Я исполнил его просьбу и подкрепил «Шейлока» вескими доводами. Во-первых, эту комедию очень редко ставят; во-вторых, она будет понятна немцам; в-третьих, у нас есть все силы для постановки, а самого Шейлока, в крайнем случае, согласен сыграть хоть бы я.
Тут Кольнер попросил слова, а я сел, предвкушая удовольствие. Кольнер бесподобно умел попадать в тон «направлению» и незаметно вышучивать правоверную публику, хотя, по-моему, и сам он был в достаточной степени «правоверным».

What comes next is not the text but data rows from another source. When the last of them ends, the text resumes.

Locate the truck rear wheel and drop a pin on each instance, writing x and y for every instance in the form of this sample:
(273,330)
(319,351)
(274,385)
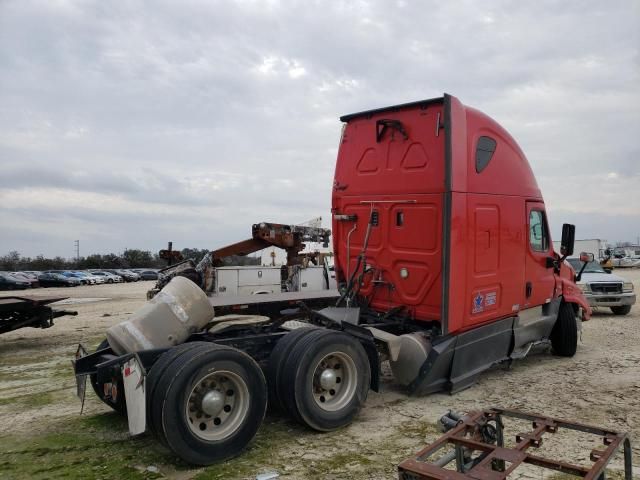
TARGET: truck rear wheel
(564,336)
(325,379)
(120,405)
(154,405)
(621,310)
(211,405)
(276,365)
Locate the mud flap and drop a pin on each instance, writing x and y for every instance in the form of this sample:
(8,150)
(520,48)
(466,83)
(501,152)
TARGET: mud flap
(435,371)
(133,376)
(454,363)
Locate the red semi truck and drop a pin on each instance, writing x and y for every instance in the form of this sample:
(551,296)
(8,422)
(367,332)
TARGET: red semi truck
(445,266)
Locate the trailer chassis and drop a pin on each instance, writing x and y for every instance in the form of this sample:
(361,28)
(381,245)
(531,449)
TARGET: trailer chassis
(477,449)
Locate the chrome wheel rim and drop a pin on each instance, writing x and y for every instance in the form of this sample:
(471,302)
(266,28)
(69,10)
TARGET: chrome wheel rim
(334,381)
(217,405)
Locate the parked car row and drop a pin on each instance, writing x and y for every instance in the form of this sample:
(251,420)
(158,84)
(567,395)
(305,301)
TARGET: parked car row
(72,278)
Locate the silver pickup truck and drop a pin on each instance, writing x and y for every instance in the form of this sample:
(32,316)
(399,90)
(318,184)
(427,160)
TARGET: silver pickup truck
(602,289)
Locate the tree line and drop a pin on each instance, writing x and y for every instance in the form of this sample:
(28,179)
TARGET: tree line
(130,258)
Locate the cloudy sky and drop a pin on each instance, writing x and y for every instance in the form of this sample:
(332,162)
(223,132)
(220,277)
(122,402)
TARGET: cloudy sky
(128,124)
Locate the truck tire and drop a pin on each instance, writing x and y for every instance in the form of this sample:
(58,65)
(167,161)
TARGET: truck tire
(326,380)
(154,408)
(212,405)
(621,310)
(120,405)
(276,365)
(564,336)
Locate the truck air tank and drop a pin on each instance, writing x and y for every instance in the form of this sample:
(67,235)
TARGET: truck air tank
(178,310)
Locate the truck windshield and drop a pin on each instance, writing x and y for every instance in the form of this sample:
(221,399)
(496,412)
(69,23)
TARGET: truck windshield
(592,267)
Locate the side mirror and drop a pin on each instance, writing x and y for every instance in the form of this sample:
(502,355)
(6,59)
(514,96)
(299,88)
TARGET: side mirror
(568,239)
(586,257)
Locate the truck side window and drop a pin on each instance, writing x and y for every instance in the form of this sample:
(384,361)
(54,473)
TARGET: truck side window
(538,238)
(484,151)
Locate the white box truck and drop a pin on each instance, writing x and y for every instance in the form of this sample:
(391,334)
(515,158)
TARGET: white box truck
(592,245)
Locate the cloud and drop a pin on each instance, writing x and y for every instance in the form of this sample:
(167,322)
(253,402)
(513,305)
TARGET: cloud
(125,123)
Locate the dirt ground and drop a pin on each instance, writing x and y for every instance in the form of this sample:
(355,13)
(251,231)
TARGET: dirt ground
(42,434)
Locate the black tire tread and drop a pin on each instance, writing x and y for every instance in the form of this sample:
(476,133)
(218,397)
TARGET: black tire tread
(189,448)
(154,375)
(621,309)
(277,362)
(297,369)
(160,378)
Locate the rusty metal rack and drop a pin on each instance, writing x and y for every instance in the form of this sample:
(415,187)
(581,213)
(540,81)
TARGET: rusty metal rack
(20,312)
(474,449)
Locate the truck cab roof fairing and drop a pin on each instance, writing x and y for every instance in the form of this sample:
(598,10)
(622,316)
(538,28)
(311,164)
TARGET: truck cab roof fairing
(424,154)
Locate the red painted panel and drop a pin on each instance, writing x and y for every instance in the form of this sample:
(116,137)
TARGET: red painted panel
(413,246)
(395,164)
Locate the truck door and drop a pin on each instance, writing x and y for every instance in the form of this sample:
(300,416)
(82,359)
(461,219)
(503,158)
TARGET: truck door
(539,279)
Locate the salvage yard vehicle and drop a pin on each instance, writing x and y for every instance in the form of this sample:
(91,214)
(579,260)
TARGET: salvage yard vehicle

– Я не знал, – начал он, – что коллега намеревался предложить именно эту пьесу. Против его выбора я должен сделать возражение, которое может показаться вам очень странным и даже смешным. Дело в том, что у нас, несмотря на плодотворную критическую работу славной эпохи шестидесятых годов (у меня волосы на голове шевельнулись), до сих еще сохранилось поклонение авторитетам. Буду краток. Для меня нет авторитетов. Шекспир – великий писатель (хотя по своему миросозерцанию он не подходит к позитивным течениям нашего времени). Шекспир – велик, но я безусловно против его комедии «Шейлок» как тенденциозного памфлета, полного узкой национальной нетерпимости; этой комедии место не на сцене студенческой колонии, а в театре Дрюмона и Люэгера, если бы они таковой открыли; и будь я редактором честного журнала, я, получив перевод «Шейлока», вернул бы его переводчику с советом отправиться в редакцию «Наблюдателя». Таково мое мнение.